La indiferencia ante esta realidad y sus consecuencias es fuerte. Este  pasado lunes 24 de abril, en una actividad realizada por Seguimos Unidos, una iniciativa ciudadana que apoya la despenalización del aborto en cuatro causales, la apatía ante la violencia sexual que deriva en un embarazo no deseado, y en ocasiones en un aborto espontáneo, también fue indiferente para las y los diputados. Mientras las mujeres del Teatro La Cachada retrataban en su obra las cuatro causales para despenalizar el aborto, ningún funcionario o funcionaria fueron espectadores. De hecho, a la tarima de la Tribuna Ciudadana, o Territorial, ubicada a la entrada de la Asamblea Legislativa, solo llegaron Margarita Rodríguez, del FMLN, y Juan Valiente, de Arena. Su participación en esa actividad, en la que se denunciaron varios casos de violencia sexual, fue breve. Cada uno llegó a recibir un paquete de cartas firmadas (458 en total) por salvadoreños y salvadoreñas que apoyan las cuatro causales de despenalización del aborto, que corresponden a los departamentos en los que fueron electos. 

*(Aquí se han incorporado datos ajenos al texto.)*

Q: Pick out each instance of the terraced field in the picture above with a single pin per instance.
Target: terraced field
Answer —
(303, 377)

Desapercibidos pasaron también los mensajes públicos de quienes apoyan la despenalización del aborto en casos de violencia sexual.

“Solo una mujer que vivió el horror de una violación sabe lo mucho que se sufre ante la duda de quedar embarazada de ese ser tan despreciable que te hizo daño. Muchas mujeres toman la decisión del suicidio, por no poder lidiar con todo lo que les sucede. Es injusta esta ley. Beneficia a los malhechores y condena a las víctimas. La ‘religión’ no debería mezclarse con las leyes”.

El mensaje, publicado por Vanessa Pérez, fue impreso en una lona gigantesca. Sin embargo, ningún funcionario o funcionaria se acercó a leerlo. Y los medios que cubrieron esta actividad tampoco le dieron mayor importancia a estos mensajes. Todo ello en un país donde la violencia sexual es un tema preocupante, pero que interesa poco.